Many times, as I’m preparing a lesson or have just finished teaching a lesson, something will happen that brings the lesson home to me. This does two things for me. First, it makes me take a hard look at what I’m expecting my kids to do. If I’m not willing to do it, then why should I expect my kids to do it?
It also gives me the why behind my teaching. Often, especially with my older students, I will share my struggles or my encounters with them so I can show them, “Hey, this is for real. I’m not making this stuff up. The Bible really does apply to everyday life.”
Last Sunday was one of those days. Coincidentally – or better yet, Divinely planned – both my high school lesson and my Junior church lesson was on evangelism. In both lessons, I spoke to the kids about the world’s dire need to know Jesus. With the high schoolers, we discussed the parable of the lost sheep. With the younger kids, we talked about sharing with others how we became a Christian. I demonstrated the important facts by allowing them to interview me. Our memory verse for the Junior Church was from I Peter 3:15,16: “But in your hearts, set apart Christ as Lord. Always be prepared to give an answer to everyone who asks you to give the reason for the hope that you have. But do this with gentleness and respect, keeping a clear conscience so that those who speak maliciously against your good behavior in Christ may be ashamed of their slander.”
After lunch, my husband and I went to visit two ladies who were dying and their families. The first visit was emotionally intense because the daughter and grandaughter of the family pulled me aside to talk through some feelings they were experiencing. After two classes and this visit, I was emotionally drained. But we had one more to go. The second lady was also near death yet her family was not so open to our visit. We talked to the unconscious lady, prayed with her, tried to offer words of hope to her family, and left, feeling frustrated and wondering if we had done any good.

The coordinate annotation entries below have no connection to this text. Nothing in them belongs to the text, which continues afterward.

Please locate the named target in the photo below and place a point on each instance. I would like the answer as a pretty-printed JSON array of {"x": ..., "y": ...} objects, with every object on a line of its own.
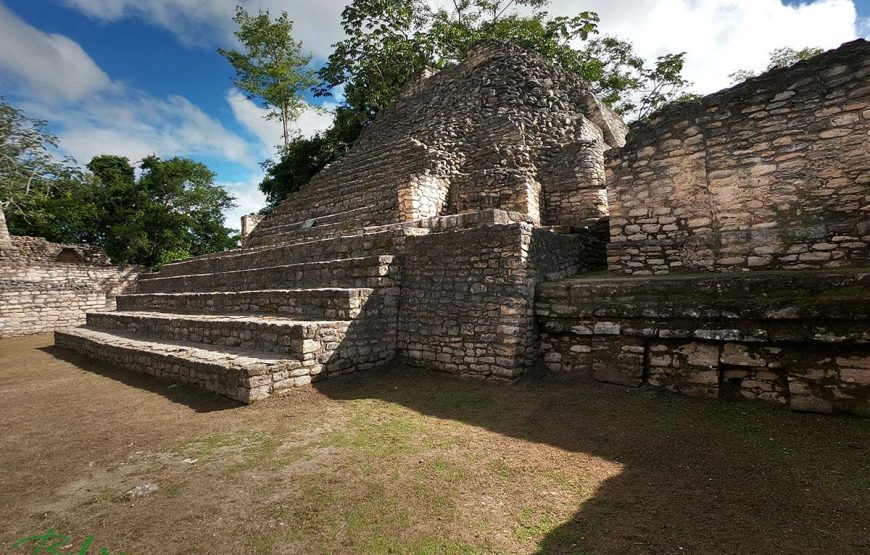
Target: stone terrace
[
  {"x": 425, "y": 241},
  {"x": 764, "y": 187}
]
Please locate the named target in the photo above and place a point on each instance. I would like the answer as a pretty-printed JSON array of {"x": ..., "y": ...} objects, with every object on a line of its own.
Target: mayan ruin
[
  {"x": 479, "y": 277},
  {"x": 457, "y": 232}
]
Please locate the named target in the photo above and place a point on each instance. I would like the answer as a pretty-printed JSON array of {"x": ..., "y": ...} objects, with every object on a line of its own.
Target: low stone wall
[
  {"x": 796, "y": 339},
  {"x": 466, "y": 301},
  {"x": 771, "y": 174},
  {"x": 46, "y": 286}
]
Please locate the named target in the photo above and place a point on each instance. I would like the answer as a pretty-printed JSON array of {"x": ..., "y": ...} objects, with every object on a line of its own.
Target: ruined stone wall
[
  {"x": 488, "y": 133},
  {"x": 466, "y": 304},
  {"x": 46, "y": 286},
  {"x": 793, "y": 339},
  {"x": 773, "y": 173}
]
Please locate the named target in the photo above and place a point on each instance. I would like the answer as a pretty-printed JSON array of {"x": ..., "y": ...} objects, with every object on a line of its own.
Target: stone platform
[{"x": 800, "y": 339}]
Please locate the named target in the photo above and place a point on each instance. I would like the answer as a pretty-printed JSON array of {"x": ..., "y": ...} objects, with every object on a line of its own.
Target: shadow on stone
[{"x": 178, "y": 393}]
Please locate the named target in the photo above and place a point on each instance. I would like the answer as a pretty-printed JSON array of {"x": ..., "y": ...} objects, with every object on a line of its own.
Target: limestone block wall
[
  {"x": 466, "y": 304},
  {"x": 771, "y": 174},
  {"x": 490, "y": 132},
  {"x": 45, "y": 286},
  {"x": 781, "y": 338}
]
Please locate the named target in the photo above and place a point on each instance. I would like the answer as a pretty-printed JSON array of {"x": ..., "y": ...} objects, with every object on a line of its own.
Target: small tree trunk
[{"x": 286, "y": 123}]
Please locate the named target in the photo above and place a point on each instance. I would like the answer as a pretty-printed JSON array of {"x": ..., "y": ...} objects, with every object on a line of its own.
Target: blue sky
[{"x": 136, "y": 77}]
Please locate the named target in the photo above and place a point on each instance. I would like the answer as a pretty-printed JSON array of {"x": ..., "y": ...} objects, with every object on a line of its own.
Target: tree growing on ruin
[
  {"x": 273, "y": 67},
  {"x": 387, "y": 41},
  {"x": 779, "y": 57}
]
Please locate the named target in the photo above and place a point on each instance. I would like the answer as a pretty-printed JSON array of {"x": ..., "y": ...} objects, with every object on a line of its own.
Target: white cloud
[
  {"x": 312, "y": 120},
  {"x": 721, "y": 36},
  {"x": 136, "y": 125},
  {"x": 48, "y": 65},
  {"x": 249, "y": 199},
  {"x": 210, "y": 23}
]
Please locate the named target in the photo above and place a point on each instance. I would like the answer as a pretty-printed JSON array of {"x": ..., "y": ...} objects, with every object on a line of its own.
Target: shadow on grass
[
  {"x": 699, "y": 476},
  {"x": 188, "y": 395}
]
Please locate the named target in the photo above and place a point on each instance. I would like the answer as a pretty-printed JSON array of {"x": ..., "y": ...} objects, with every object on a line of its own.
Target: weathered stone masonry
[
  {"x": 45, "y": 286},
  {"x": 427, "y": 241},
  {"x": 456, "y": 233},
  {"x": 773, "y": 173}
]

In the hallway of the nursing home, her two grandsons sat, waiting for the adults. We said goodbye to them, then one of them asked, “Why are you here?”
I didn’t expect that! I was so tired! Yet the words of the Junior church memory verse zipped through my brain, “Always be prepared to give an answer . . . yet do it with gentleness and respect.” I realized I was the one to give them an answer since I could better speak at their level than my husband. It also occurred to me that they may not be aware that their grandmother was dying and I needed to be sensitive to that. So I said, “We go to the same church your grandma went to. Whenever people in our church are really sick, we want to visit them and tell them how much God cares about them and how much He loves them. We prayed with your grandma and reminded her of some Bible verses too.” Then I went on to ask them about their game of “Go Fish” they had been playing earlier in their grandma's room.

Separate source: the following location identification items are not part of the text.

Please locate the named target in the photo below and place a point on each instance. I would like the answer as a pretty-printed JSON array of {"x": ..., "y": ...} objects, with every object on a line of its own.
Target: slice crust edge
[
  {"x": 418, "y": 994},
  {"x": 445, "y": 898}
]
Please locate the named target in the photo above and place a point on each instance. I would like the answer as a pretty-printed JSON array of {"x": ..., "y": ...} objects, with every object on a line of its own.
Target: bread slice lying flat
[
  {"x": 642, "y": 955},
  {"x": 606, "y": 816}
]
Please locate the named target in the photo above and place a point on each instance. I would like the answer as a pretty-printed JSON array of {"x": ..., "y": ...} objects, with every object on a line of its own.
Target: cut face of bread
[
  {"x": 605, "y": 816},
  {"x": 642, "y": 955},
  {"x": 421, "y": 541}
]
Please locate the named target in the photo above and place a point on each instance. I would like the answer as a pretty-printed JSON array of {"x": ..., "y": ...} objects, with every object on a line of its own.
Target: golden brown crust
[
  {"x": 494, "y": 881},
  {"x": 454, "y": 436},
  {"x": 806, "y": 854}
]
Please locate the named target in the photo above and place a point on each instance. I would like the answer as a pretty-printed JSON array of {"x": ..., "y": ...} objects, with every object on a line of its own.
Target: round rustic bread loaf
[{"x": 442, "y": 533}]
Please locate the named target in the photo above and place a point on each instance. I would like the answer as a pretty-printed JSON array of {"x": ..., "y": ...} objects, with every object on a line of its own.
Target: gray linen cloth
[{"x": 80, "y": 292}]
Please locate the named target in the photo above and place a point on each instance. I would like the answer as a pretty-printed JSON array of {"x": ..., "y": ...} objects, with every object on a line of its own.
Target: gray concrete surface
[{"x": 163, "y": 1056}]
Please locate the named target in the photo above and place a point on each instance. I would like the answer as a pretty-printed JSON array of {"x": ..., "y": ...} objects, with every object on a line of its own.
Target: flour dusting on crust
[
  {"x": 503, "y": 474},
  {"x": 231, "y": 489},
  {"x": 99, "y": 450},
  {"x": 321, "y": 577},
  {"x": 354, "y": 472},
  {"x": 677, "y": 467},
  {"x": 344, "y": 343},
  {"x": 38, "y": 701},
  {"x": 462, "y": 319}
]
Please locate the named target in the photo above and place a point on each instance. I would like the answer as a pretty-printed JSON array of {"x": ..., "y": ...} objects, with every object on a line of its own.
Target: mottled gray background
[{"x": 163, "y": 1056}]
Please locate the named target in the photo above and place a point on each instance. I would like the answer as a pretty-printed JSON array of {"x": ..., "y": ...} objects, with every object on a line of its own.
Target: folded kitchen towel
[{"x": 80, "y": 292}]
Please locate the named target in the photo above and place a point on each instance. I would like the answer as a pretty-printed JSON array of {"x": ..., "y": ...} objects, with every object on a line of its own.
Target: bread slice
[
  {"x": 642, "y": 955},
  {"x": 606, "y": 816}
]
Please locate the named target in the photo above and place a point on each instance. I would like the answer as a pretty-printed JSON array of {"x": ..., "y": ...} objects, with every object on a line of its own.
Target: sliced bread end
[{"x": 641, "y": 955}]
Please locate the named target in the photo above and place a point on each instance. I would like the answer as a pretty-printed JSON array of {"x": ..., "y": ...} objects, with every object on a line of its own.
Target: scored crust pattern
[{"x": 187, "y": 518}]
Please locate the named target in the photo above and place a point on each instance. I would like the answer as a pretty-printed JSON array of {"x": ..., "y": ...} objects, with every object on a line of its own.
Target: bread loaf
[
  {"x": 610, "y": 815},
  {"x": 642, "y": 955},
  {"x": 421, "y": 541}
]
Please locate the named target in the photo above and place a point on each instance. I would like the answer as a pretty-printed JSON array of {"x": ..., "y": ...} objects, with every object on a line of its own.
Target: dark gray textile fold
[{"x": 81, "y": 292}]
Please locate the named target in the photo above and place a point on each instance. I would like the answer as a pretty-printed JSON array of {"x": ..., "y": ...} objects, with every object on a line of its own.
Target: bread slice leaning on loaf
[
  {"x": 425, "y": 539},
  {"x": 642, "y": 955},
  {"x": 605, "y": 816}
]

These moments will catch us off guard. However, being prepared doesn't mean we'll be able to magically anticipate those moments; instead it means that even when we’re dog tired and emotionally spent and have a hundred million things on our minds, we will know what to say. Knowing what to say means we’ll know our audience and we’ll know what the Bible says. We’ll also know how the Holy Spirit works in the way he brings divine opportunities to us. We’ll recognize that we’re not alone. He is there to help us and enable us, even in our weakess moments. We'll have the bag of tools we need to give an appropriate answer.
Next week, I want to go back to my classes and say, “it’s true. People ARE going to ask you about your faith walk. They’re going to ask, ‘Why are you here?’ “What are you doing?’ ‘Why don’t you do the things the rest of us are doing?’” It’s just like Sam Seaborn said to Ainsley Hayes in the popular tv drama, West Wing, about crucial decisions made in the White House: “We play with live ammo around here.”